Luigi Lucheni est connu pour avoir assassiné l’impératrice d'Autriche Élisabeth de Wittelsbach, dite « Sissi », à Genève en 1898.

 

A la suite de son arrestation, l’identité de Luigi Lucheni fut établie à la suite des renseignements émanant du parquet de Budapest. On savait déjà que cet individu n’avait rien de commun avec un nommé Succiati qu'on avait un instant confondu avec lui. Elle l'est plus que jamais à la suite d'une confrontation qui a eu lieu dans le cabinet du juge d'instruction.

M. Léchet avait fait convoquer M. Papis entrepreneur à Versoix chez lequel on savait que Lucheni avait travaillé il y a quelques années. M. Papis a retrouvé ses carnets d'attache et il a pu établir que le prévenu avait été occupé par lui pendant dix mois de 1891 à 1892 sous le nom de Luigi Lucheni. Comme L. a séjourné à Versoix avant de se rendre en Italie pour faire son service militaire on est désormais définitivement fixé sur son identité.

Lucheni fut condamné à la réclusion perpétuelle et détenu à la prison de Saint-Antoine.

Le 21 novembre 1898, le procureur général avait convoqué à son bureau MM. Juillard commandant de gendarmerie, Lafond directeur de la prison de Saint-Antoine et Perrin directeur de la maison de force de l'Evêché. M. Navazza informa ces trois fonctionnaires que M" Pierre Moriaud ayant retiré le pourvoi en cassation qu'il avait formé au nom de Lucheni. Ce dernier devait être transféré pendant la nuit d'une prison dans l'autre. Le secret le plus absolu avait été recommandé. A 10 h. 40, M. Lafond réveilla Lucheni qui dormait paisiblement.

— Habillez-vous lui dit-il le moment est venu. Lucheni qui s'attendait à partir mais n'avait pas été prévenu répondit.

— C'est pour aller là-haut ?

 — Oui.

— Je suis prêt. Ça ne me fait rien.

Le condamné fut ensuite invité à se rendre dans le cabinet du directeur. M. Lafond lui expliqua sommairement le régime de l'Evêché lui faisant quelques exhortations. Très affaissé un peu affaibli sans doute Lucheni répondit en remerciant. M. le directeur lui fit savoir que quatre fois par an il pourrait recevoir pendant quelques minutes des visites d'amis et toutes les semaines celle de M l'abbé Blanchard aumônier catholique-romain.

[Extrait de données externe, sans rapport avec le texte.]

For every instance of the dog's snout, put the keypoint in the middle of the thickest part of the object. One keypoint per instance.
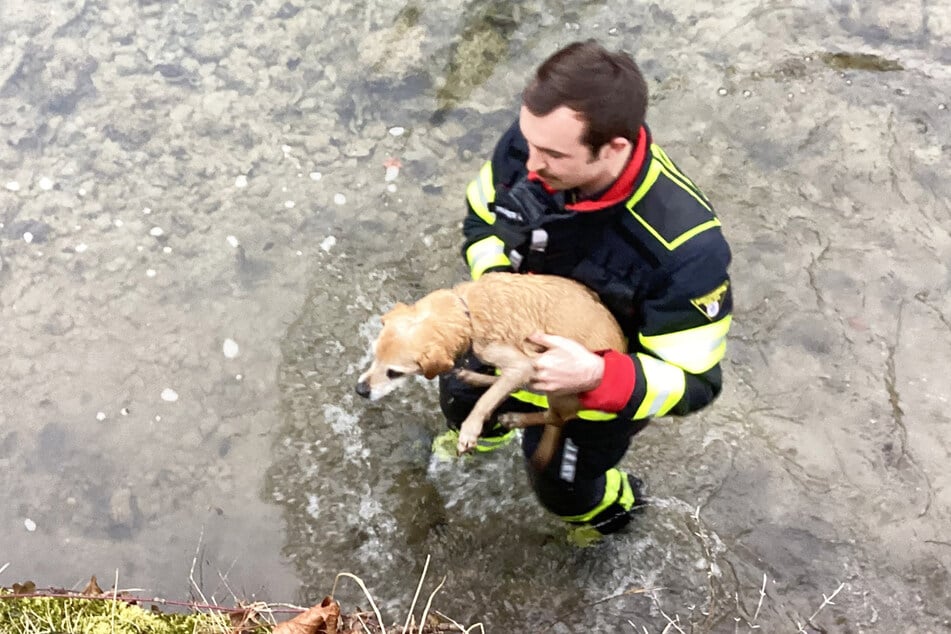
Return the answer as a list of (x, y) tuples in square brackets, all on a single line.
[(363, 389)]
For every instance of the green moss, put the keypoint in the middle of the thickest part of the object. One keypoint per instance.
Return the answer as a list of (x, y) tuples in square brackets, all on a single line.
[(42, 615)]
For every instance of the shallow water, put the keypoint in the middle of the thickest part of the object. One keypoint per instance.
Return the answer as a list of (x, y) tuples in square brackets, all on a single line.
[(179, 172)]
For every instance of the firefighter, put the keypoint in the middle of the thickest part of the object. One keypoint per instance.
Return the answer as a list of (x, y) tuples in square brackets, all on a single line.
[(577, 187)]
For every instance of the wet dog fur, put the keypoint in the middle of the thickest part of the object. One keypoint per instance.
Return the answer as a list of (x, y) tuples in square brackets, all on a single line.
[(494, 316)]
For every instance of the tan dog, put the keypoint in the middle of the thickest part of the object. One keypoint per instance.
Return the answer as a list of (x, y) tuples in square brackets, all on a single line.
[(494, 316)]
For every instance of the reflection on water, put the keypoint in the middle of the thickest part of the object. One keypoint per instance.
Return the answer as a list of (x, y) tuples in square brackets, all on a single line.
[(175, 176)]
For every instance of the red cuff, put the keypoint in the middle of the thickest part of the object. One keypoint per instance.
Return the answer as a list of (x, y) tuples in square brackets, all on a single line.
[(617, 384)]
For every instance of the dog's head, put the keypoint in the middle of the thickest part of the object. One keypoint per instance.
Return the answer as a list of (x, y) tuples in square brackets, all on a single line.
[(422, 339)]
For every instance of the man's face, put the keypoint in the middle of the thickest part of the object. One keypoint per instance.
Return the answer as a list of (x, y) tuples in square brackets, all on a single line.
[(555, 150)]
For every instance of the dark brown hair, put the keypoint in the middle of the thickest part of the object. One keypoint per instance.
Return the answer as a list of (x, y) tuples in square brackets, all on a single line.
[(606, 88)]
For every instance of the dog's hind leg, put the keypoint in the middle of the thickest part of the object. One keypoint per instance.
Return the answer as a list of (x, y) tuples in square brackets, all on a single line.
[(515, 371), (476, 379)]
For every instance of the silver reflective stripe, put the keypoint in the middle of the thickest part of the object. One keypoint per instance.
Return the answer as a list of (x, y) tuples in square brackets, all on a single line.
[(539, 240), (569, 461)]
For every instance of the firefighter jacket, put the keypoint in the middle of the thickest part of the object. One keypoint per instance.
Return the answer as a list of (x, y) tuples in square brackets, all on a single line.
[(651, 247)]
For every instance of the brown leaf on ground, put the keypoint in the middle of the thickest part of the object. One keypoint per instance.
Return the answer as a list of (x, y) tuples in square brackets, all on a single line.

— C'est un digne prêtre humain et doux. Vous pouvez penser ce que vous voudrez de la religion mais il sera pour vous un ami et un conseiller.

Le condamné ne répondit rien cette fois non plus.

Il fut ensuite remis entre les mains de cinq gendarmes. Deux gardiens précédaient, des lanternes à la main ; le groupe traverse à onze heures du soit la cour de la prison, passe par les escaliers intérieurs du palais de justice et traverse la cour. Les gendarmes firent alors rapidement passer Lucheni par le Bourg de-Four désert à ce moment-là et lui firent monter l'escalier des Degrés de poules. Quelques minutes plus tard le groupe arrivait devant la porte de l'Evêché. Lucheni regarda encore bien autour de lui comme s'il attendait un secours quelconque à ce moment suprême puis il haussa les épaules et entra dans le vestibule. Il venait pour la dernière fois de sa vie de fouler le sol de la ville de Genève. M. Perrin directeur de l'Evêché l'attendait. Il le fit conduire dans le quartier B. le fit déshabiller lui fit endosser le costume de forçat et ensuite donna aux gardiens l'ordre de l'enfermer dans la cellule no 95. La lourde porte de cette cellule se referma sur lui. Ce fut ainsi que Lucheni fit son entrée dans la maison de force, dont il ne sortira plus vivant. Il sera soumis pendant six mois au régime de l'isolement. On lui donnera du travail dans sa cellule et s'il se conduit bien on verra s'il y aura lieu de l'envoyer dans les ateliers.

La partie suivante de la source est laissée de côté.